I've completely tuned out Mailer's name since...forever.

Does anyone know what Mailer's motivation was to help Jack Henry Abbott get out of prison in 2000?

Enlighten me, that always boggled me.

Anonymous said...

Marissa,
Mailer would (to this day, I imagine), chew off his index fingers if it made him appear tough. While in the joint, Abbott ran the lonely-hearts game on Norm, building his fantasy with letters because he had fuck-all else to do. When he got out, he couldn't stay under Mailer's wing - he had to knife a stranger because that's how real cons react to a perceived slight, even those with lit pretensions. He went back to prison, thereby bolstering Mailer's badass self-image even more.

King Wenclas said...

My opinion is that the crank posts are being done by a handful of people-- the "Usual Suspects."
We know that Eggers has posted anonymously against the ULA in the past.
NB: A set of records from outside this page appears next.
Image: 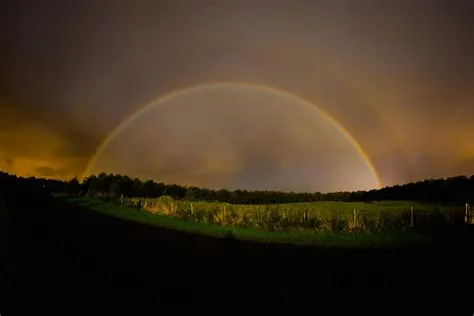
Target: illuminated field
[58,197,463,246]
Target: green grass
[53,195,454,247]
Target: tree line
[0,172,474,204]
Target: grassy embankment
[53,195,459,247]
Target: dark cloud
[0,0,474,187]
[35,166,71,178]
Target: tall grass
[109,196,463,233]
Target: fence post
[353,208,357,227]
[464,203,471,224]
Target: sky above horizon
[0,0,474,191]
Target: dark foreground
[5,185,474,315]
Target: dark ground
[0,186,474,315]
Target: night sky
[0,0,474,191]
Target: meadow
[56,195,464,246]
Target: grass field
[54,195,462,247]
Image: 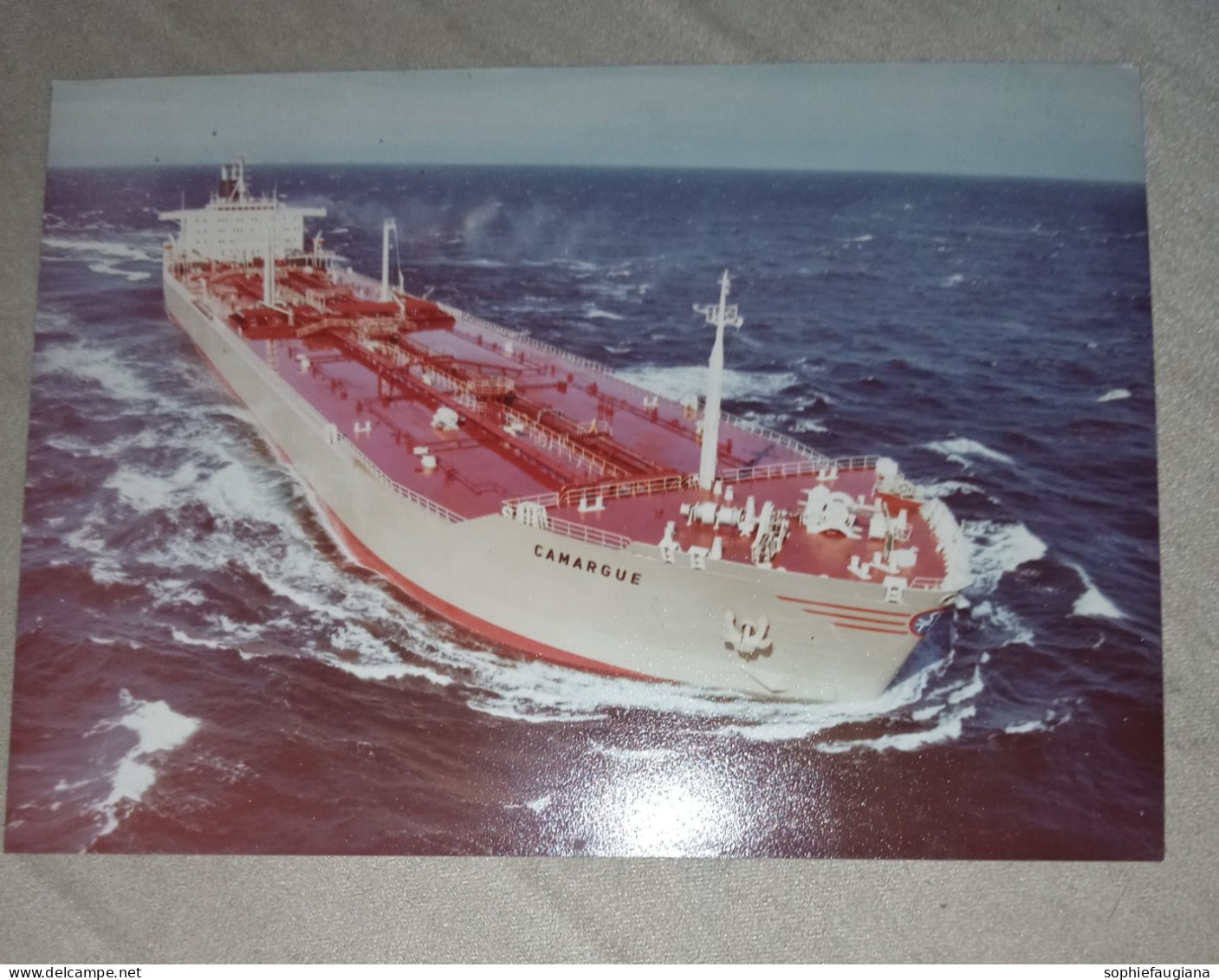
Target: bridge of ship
[178,256,944,581]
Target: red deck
[178,258,944,589]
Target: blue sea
[5,165,1164,860]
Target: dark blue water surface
[6,167,1163,860]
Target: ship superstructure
[161,164,968,699]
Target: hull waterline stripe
[321,503,663,681]
[776,596,908,623]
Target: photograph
[5,63,1164,860]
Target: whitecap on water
[963,521,1046,594]
[924,438,1015,465]
[94,689,200,836]
[1067,561,1126,620]
[616,365,800,401]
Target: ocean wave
[467,633,983,751]
[34,342,158,401]
[94,689,200,837]
[616,365,800,401]
[1067,561,1126,620]
[969,600,1034,646]
[923,438,1015,467]
[963,521,1046,594]
[817,704,977,753]
[584,303,626,321]
[42,237,161,264]
[89,261,152,282]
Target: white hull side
[165,272,946,699]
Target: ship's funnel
[694,269,743,490]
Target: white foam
[36,344,155,399]
[584,303,626,321]
[42,237,161,263]
[89,260,152,282]
[924,438,1015,465]
[94,690,198,836]
[817,704,977,752]
[326,623,452,687]
[170,627,223,650]
[962,521,1046,594]
[593,743,680,762]
[923,480,988,497]
[969,599,1034,646]
[1067,561,1126,620]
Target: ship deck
[174,255,944,581]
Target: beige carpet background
[0,0,1219,963]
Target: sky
[49,63,1144,182]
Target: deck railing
[437,302,827,459]
[719,411,830,464]
[911,497,969,591]
[339,432,465,524]
[546,516,630,551]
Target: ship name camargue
[534,545,642,585]
[161,162,970,701]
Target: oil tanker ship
[159,161,969,701]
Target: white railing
[503,492,558,516]
[500,494,630,551]
[560,474,698,507]
[911,497,970,591]
[503,408,626,476]
[177,274,465,524]
[719,411,829,464]
[339,432,465,524]
[546,516,630,551]
[437,302,826,459]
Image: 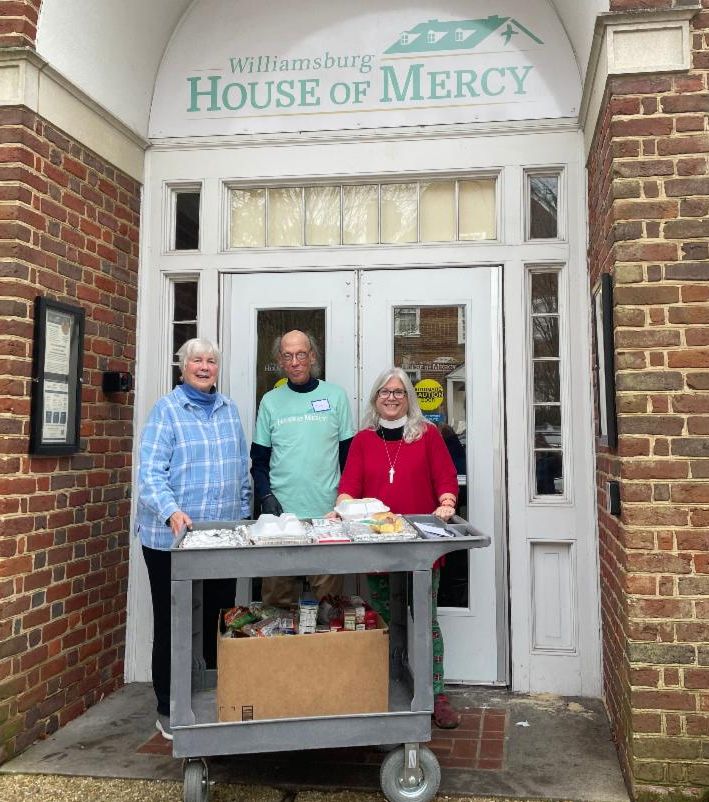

Also that his wife has been thought to make crank phone calls.
If the identities were revealed, I don't think they'd be surprising-- the same-old characters who've done such things in the past.

Anonymous said...

Yes! It is so awesome all these people are dying! And this is the perfect opportunity for the ULA to step in and take over American literature.

All we have to do now is come up with a couple of books that tens of thousands of people are willing to spend their hard-earned money on, and read and reread and talk about. Books that encapsulate our cultural moment, that give voice to the struggle of people to survive and understand one another in a beautiful and hostile world. Now how do we do that? King? Noah? Lil' help?

Anonymous said...

"Who's next?"

Frank Conroy, director of the MFA program at Iowa.

Anonymous said...

I thought Bellow had died years ago. But I always confused him with Singer anyway.

With Joyce Carol Oatmeal our reigning queen of letters, what to expect from the lit club set?

Who can replace Kurt Vonnegut when he finally kicks the bucket? You can hear them snickering in the background, waiting their chance to kick him once he's gone.